Darwinismus in der IT-Sicherheit – Teil 3 – Es ist an der Zeit mit diesen bösartigen Parasiten abzuschließen

Hallo an alle!

Ich bin voll und ganz in das Thema Survival of the Fittest im IT-Sektor eingetaucht. Ich hatte eigentlich keine Trilogie geplant … aber es ist dann doch irgendwie darauf hinausgelaufen …

… Nun ja, irgendwie hatte ich das Problem der Parasiten in der Welt der IT-Sicherheit, über das ich heute schreibe, schon lange im Hinterkopf. Das Thema des Darwinismus scheint die perfekte Gelegenheit zu sein, um das schließlich abzuhandeln. Sie werden gleich verstehen, was ich damit meine …

Heute Freunde: Parasiten. Aber nicht diejenigen, die wir bekämpfen (die „sehr bösen“ Jungs), sondern die, die behaupten, dass sie auch gegen die „bösen Jungs“ kämpfen (eine philosophische Frage: Wer ist schlimmer? 😉 ).

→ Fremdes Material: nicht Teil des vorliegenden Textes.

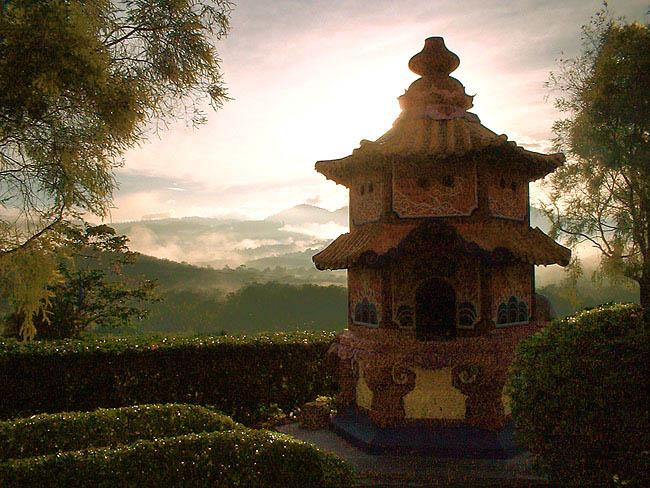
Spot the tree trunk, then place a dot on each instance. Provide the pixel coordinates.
(644, 292)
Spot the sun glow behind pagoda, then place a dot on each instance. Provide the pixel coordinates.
(440, 258)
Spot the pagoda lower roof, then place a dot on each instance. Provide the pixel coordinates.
(426, 139)
(374, 242)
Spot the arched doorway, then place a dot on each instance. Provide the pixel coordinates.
(435, 310)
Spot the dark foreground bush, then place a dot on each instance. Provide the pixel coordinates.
(70, 431)
(253, 459)
(236, 374)
(579, 393)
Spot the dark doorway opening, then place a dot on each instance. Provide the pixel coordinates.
(435, 310)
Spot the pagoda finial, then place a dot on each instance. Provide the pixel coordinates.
(434, 60)
(436, 95)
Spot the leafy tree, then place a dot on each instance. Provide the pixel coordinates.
(81, 81)
(91, 291)
(602, 194)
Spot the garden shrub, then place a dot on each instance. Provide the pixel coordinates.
(579, 396)
(254, 459)
(71, 431)
(236, 374)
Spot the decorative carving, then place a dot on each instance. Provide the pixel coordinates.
(512, 293)
(508, 195)
(365, 284)
(365, 200)
(434, 196)
(402, 374)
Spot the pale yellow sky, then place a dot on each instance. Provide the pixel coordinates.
(310, 79)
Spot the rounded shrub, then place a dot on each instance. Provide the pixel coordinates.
(579, 397)
(70, 431)
(254, 459)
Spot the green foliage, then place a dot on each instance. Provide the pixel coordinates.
(254, 459)
(71, 431)
(602, 194)
(91, 291)
(237, 374)
(82, 81)
(579, 396)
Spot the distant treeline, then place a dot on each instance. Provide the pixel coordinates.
(257, 307)
(567, 300)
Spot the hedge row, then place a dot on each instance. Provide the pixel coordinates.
(236, 374)
(255, 459)
(579, 396)
(71, 431)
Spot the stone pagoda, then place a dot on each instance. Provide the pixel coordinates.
(440, 259)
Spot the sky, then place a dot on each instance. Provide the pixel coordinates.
(310, 79)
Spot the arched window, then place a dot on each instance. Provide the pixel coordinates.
(502, 314)
(466, 315)
(523, 312)
(513, 310)
(365, 311)
(405, 316)
(358, 314)
(373, 314)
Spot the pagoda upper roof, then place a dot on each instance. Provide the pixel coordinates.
(373, 242)
(435, 127)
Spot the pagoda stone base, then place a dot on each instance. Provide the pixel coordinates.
(455, 441)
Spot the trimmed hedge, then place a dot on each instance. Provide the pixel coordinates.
(579, 396)
(71, 431)
(255, 459)
(237, 374)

Parasiten der IT-Sicherheitsindustrie, die sich Überprüfungsmechanismen anderer zu eigen machen, schaden der Branche und unterstützen indirekt die Cyberkriminalität

Die IT-Branche entwickelt sich heutzutage in rasender Geschwindigkeit. Vor nur 10 bis 15 Jahren waren deren Hauptthemen Desktop-Antivirussoftware, Firewalls und Sicherheitskopien. Heutzutage gibt es massenhaft verschiedene Sicherheitslösungen, Herangehensweisen und Ideen. Manchmal schaffen wir es Vorreiter zu sein, und manchmal haben wir Nachholbedarf. Und gibt es Momente, in denen wir schier nicht aus dem Staunen herauskommen – nicht aufgrund neuer Technologien, Innovationen oder frischer Ideen, sondern wegen der unverschämten Dreistigkeit und absoluten Skrupellosigkeit unserer Kollegen aus der Sicherheitsbranche.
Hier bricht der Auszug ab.